Il a parfois travaillé en collaboration, notamment avec Fabien Vehlmann (Les Cinq Conteurs de Bagdad ou le délicieux Le Diable amoureux et autres films jamais tournés par Méliès), mais voici de longues années que Frantz Duchazeau met également son talent au service de récits menés en auteur complet et souvent baignés dans le monde de la musique : Le Rêve de Météor Slim (2008), Lomax (2011), Mozart à Paris (2018) et d’autres…
Il vient aujourd’hui ajouter une pierre à cet édifice en mettant en scène les derniers jours d’un bluesman, apparu puis disparu comme une météorite : Robert Johnson. Le musicien trône en couverture de l’album sur fond bleu intense, cigarette entre les lèvres, dans un air de défi mêlé d’une élégante nonchalance.
Robert Johnson n’a enregistré que vingt-neuf chansons, toutes dans les deux années qui précédèrent sa mort prématurée en 1938, à vingt-sept ans. Remarqué, destiné à un avenir de succès, il sera programmé dans un concert prestigieux au Carnegie Hall de New York. L’album raconte sa route vers ce concert qu’il n’atteindra jamais. C’est une balade, un long poème (une chanson ?) au cours duquel Robert Johnson fait rencontres sur rencontres. Le lecteur le suit dans sa flânerie mêlée de souvenirs, le temps de quelques jours qui semblent étirés en longueur sous l’effet du soleil.

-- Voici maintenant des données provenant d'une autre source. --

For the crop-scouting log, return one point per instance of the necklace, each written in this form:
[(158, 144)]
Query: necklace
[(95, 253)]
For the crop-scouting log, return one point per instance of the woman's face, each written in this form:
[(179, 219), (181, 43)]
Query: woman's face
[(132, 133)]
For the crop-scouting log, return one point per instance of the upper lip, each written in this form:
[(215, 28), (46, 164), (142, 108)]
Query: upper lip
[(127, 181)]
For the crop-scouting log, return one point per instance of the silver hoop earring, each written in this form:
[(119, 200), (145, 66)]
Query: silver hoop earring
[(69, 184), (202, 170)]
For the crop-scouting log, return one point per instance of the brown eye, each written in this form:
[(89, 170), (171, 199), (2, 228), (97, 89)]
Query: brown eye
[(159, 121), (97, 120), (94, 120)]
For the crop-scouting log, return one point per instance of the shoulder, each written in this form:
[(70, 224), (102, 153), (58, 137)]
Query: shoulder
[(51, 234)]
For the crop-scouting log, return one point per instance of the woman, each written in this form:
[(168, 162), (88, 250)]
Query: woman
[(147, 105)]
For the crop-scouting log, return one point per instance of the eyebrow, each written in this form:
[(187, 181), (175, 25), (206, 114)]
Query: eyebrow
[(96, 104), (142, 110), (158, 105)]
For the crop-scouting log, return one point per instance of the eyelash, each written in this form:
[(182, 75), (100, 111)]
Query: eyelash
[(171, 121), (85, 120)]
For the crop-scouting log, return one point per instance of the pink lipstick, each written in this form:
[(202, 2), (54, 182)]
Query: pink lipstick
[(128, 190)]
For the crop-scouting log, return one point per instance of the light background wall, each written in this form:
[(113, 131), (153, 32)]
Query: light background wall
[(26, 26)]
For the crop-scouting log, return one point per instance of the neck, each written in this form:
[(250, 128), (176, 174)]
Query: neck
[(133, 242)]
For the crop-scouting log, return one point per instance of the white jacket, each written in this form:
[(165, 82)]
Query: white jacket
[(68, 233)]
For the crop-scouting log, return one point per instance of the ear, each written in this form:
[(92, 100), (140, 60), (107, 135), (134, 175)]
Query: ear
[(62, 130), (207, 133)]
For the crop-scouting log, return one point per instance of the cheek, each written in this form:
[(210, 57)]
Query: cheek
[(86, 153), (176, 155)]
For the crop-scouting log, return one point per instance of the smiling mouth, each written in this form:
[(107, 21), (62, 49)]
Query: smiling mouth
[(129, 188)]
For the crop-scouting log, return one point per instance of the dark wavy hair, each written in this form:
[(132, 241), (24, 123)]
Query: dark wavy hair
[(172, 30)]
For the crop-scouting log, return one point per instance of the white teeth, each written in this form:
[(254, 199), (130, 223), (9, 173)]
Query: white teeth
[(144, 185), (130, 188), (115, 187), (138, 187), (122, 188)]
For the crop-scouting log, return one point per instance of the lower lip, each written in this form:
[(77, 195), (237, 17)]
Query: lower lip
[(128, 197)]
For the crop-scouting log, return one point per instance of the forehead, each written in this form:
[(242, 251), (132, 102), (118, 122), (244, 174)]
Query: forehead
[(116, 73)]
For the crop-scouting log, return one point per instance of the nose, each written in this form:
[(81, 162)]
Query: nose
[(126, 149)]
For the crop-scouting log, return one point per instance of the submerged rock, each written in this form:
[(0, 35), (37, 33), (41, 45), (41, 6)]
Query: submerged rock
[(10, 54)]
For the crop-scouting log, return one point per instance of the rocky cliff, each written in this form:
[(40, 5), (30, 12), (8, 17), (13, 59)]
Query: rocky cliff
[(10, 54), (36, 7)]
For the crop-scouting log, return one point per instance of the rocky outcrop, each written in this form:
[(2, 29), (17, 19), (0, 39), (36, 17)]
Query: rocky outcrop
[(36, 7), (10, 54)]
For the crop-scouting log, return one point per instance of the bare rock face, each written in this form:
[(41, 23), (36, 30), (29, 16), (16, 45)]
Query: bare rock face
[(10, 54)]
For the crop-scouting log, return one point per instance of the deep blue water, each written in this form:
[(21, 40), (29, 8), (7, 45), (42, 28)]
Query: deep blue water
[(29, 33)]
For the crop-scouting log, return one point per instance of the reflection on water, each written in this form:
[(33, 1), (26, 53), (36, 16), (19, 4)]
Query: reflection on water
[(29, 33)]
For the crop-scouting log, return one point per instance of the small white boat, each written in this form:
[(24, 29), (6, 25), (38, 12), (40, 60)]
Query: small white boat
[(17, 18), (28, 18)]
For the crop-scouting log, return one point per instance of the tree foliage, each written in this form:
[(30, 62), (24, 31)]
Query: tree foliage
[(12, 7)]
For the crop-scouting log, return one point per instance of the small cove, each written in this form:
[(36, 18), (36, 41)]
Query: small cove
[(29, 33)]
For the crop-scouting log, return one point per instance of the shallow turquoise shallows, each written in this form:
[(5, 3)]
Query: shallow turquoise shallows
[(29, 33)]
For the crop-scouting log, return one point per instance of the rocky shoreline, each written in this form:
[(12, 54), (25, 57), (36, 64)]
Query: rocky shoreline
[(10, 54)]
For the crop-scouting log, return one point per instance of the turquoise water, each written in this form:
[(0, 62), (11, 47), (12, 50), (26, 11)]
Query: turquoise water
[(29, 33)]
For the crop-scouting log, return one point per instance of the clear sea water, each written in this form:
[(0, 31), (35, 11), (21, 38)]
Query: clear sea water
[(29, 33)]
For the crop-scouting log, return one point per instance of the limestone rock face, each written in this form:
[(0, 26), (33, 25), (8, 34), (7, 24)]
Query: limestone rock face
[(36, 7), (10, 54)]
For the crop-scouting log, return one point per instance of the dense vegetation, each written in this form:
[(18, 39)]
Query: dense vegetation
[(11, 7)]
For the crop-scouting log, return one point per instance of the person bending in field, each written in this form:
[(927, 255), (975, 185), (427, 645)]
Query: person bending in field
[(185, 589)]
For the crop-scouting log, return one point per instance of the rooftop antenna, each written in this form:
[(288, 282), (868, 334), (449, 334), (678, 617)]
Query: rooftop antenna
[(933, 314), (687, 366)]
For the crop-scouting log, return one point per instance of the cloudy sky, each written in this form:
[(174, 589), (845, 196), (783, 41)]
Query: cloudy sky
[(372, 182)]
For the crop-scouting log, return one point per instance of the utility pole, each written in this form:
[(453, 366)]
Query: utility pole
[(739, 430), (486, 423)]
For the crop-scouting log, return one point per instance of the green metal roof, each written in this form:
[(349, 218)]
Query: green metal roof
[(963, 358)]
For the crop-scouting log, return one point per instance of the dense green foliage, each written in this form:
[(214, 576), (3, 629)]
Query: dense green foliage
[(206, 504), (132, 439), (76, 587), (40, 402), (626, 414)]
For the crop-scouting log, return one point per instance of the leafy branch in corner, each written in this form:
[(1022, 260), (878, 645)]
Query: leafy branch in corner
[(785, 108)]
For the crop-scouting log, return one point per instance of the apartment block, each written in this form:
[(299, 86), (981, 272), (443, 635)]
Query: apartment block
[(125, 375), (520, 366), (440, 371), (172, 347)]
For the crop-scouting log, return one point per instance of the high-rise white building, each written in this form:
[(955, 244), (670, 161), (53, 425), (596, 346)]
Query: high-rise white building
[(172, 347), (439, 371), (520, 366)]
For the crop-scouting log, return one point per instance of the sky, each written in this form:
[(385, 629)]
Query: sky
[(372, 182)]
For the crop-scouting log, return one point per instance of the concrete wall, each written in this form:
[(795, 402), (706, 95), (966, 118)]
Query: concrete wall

Quant au dessin de Frantz Duchazeau, comment le définir ? « Quand on ne sait pas ce que c’est, c’est que c’est du jazz », disait un personnage du monologue Novecento, pianiste d’Alessandro Barricco. Au-delà du cousinage avec le thème du récit, le dessin de cet album semble fait de ce bois. Difficile à mettre en mots tant il se réinvente à chaque image. Pour chaque case, rien ne semble gagné d’avance, et il faut au dessinateur aller au combat armé d’une forme d’intuition pour faire chaque fois tenir son dessin en équilibre sur un fil tendu. Un pinceau danseur trempé dans une encre tantôt fluide tantôt sèche, sans système défini pour fixer les règles du jeu de cette chorégraphie sur papier.
Une réussite qui a failli ne jamais voir le jour : en effet, lors d’un des transits postaux des planches originales de l’album, une minute sans surveillance d’un facteur avait abouti à leur vol. Plus d’une année de travail, plus de deux cents planches volatilisées, avant même d’être proprement scannées pour impression. L’affaire a duré quelques jours, avant que les planches ne soient restituées intactes. Nous étions à deux doigts de l’album fantôme, intégralement dessiné mais jamais arrivé entre les mains de ses lecteurs.
Au bout de l’aventure, une expérience de lecture désarçonnante et enivrante, et un bel objet conçu par les éditions Sarbacane dans un format généreux et une maquette élégante. Il en résulte que le livre possède une véritable présence dans la maison de ses lecteurs, tant dans sa forme que dans ce qui se dégage suite à sa lecture : comme une mélodie dont on se souvient souvent, mais qui nous échappe à chaque tentative de la restituer.
Blues chorégraphié sur papier, Les Derniers Jours de Robert Johnson de Frantz Duchazeau, Sarbacane, 2024, 240 p.